“You’d think people like this would know better,” he said. “My mother always told me it wasn’t good manners at all to chase fires.”
Gregor had known a president of the United States who liked to chase fires. “Maybe they’re chasing a murder,” he told Pete Donovan.
They turned into the Bailey house’s drive and went up as close as the knot of vehicles there would allow them.
“Come out to the back and see it while you still can,” Donovan said. “By now the kerosene fumes ought to be mostly cleared out. They were so strong when I got here, I almost vomited.”
“Really,” Gregor said.
Pete hopped out onto the drive and waited for Gregor to follow him. “We go this way around back. It gets you the closest you can be. God only knows what’s left of her now.”
The import of that statement became clear almost as soon as Gregor got out of the car. Because of the way the house was built, it was difficult to see anything of what was going on at the back. Gregor discovered later that the floor plan was a fat tee, with the short wide end at the front. It was possible, however, to feel what was going on. Now that it was full dark, the air was hard and cold. The stars above their heads looked like chips of mica against black velvet. The wind was cold, too, but it brought with it intimations of something else, short gusts of heat that came and went so quickly, they might have been fantasy.

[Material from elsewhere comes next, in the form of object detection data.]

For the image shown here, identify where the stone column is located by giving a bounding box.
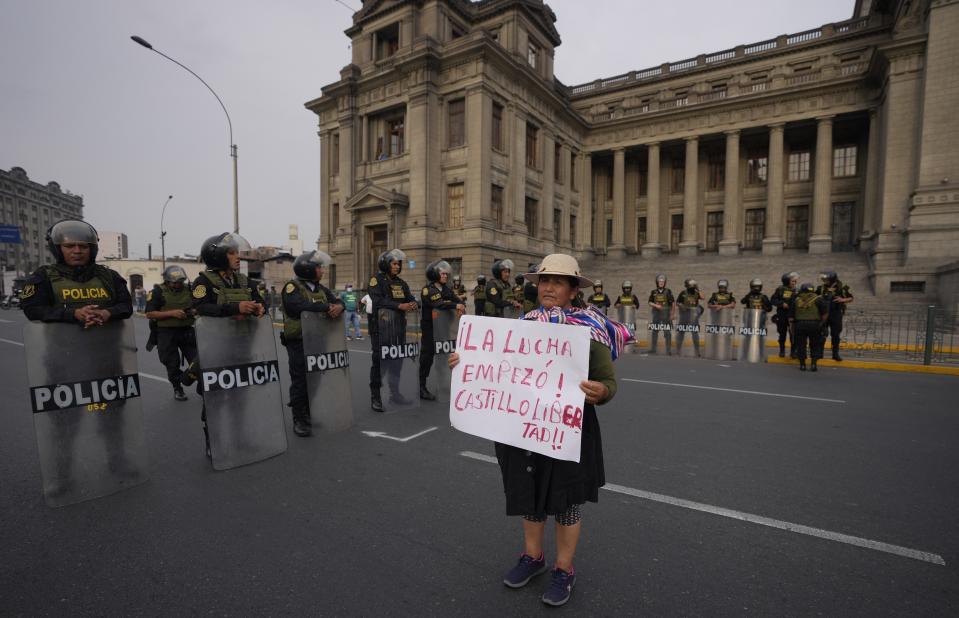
[679,137,699,255]
[763,122,786,255]
[719,129,742,255]
[809,116,833,253]
[642,142,663,258]
[607,148,626,258]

That they weren’t was attested to by the glow of red and the spirals of black smoke rising up from the back. Pete Donovan got Gregor by the wrist and pulled him along.
“Move,” Donovan said. “We really don’t have much time.”

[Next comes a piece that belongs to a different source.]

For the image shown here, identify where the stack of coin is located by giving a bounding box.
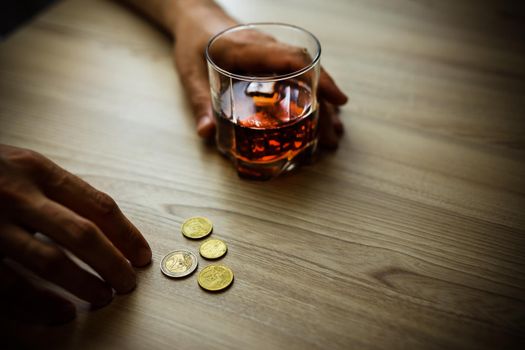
[160,216,233,292]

Gregor moved as fast as he was able, and in no time at all he could see what Donovan was getting at, about everything. Donovan had been wrong about the kerosene. The smell of it was thick in the air. Gregor found himself thinking that she must have poured it on in buckets. God only knew where she’d gotten hold of all of it. Then there was the position of the conservatory, and the greenhouse. Donovan had brought Gregor around the building to the right. Farther to the right were broad lawns covered with untouched carpets of snow. To the left were trees, ancient and massive. Up from the middle of them rose the glass panes of the roof of what must have been a three-story greenhouse. Just behind those panes, just where the trees cleared, the house was in flames.
“You’ve got to climb the wall,” Donovan told him. “I mean, you’re supposed to climb the wall. It’s got a ladder built into it. Miriam’s father built it as an observation post for sky watching. He used to have the local Boy Scouts out here. You just—”
But Gregor shook his head. There was indeed a ladder in the wall Pete Donovan was talking about. The wall itself created a division between the property’s front and back yards. Gregor and Donovan had had to walk through the gap between it and the house to get to where they were now. The wall was made of stone and the “ladder” was made of the lack of stones, here and there, in a hand-over-hand pattern that made Gregor seasick just to look at. It went up three stories and ended in a little square roofless turret.
“I don’t think so,” Gregor told Donovan. “I don’t think it’s my kind of thing. Is this as close as you’ve been able to get?”
“Hell, no,” Donovan said. “When we first got here I walked right up under her practically. I put on one of those asbestos suits they’ve got and went right through the fire until I was standing in the middle of all those animals. I broke a couple of windows and let the animals out.”
“Good idea.”
“I wanted to get her out,” Pete Donovan went on, “but the fireman said there wasn’t enough time. The conservatory was going up really fast and you can’t get to the greenhouse any other way. It’s like I told you. With those trees you’re stuck going in through the conservatory or not at all.”
“You said she was on a ledge?”
“Like a shelf,” Pete Donovan said. “The greenhouse has got these glass shelves, or clear shelves anyway—”
“Could they have been some kind of plastic?”
“I guess. Do you need that for something?”
“No.” Gregor sighed, “not exactly. Go back to telling me about this shelf. How far off the ground was it?”
“Ceiling of a room second story up,” Donovan said promptly. “I could reach it without a ladder, and there wasn’t a ladder.”
“In a greenhouse? In a greenhouse where they keep animals?”
“I thought that was fishy, too,” Donovan said. “The way I look at it is, we were never supposed to find her—Miriam, I mean—but she took the ladder away just in case. Ann-Harriet I’m talking about now.”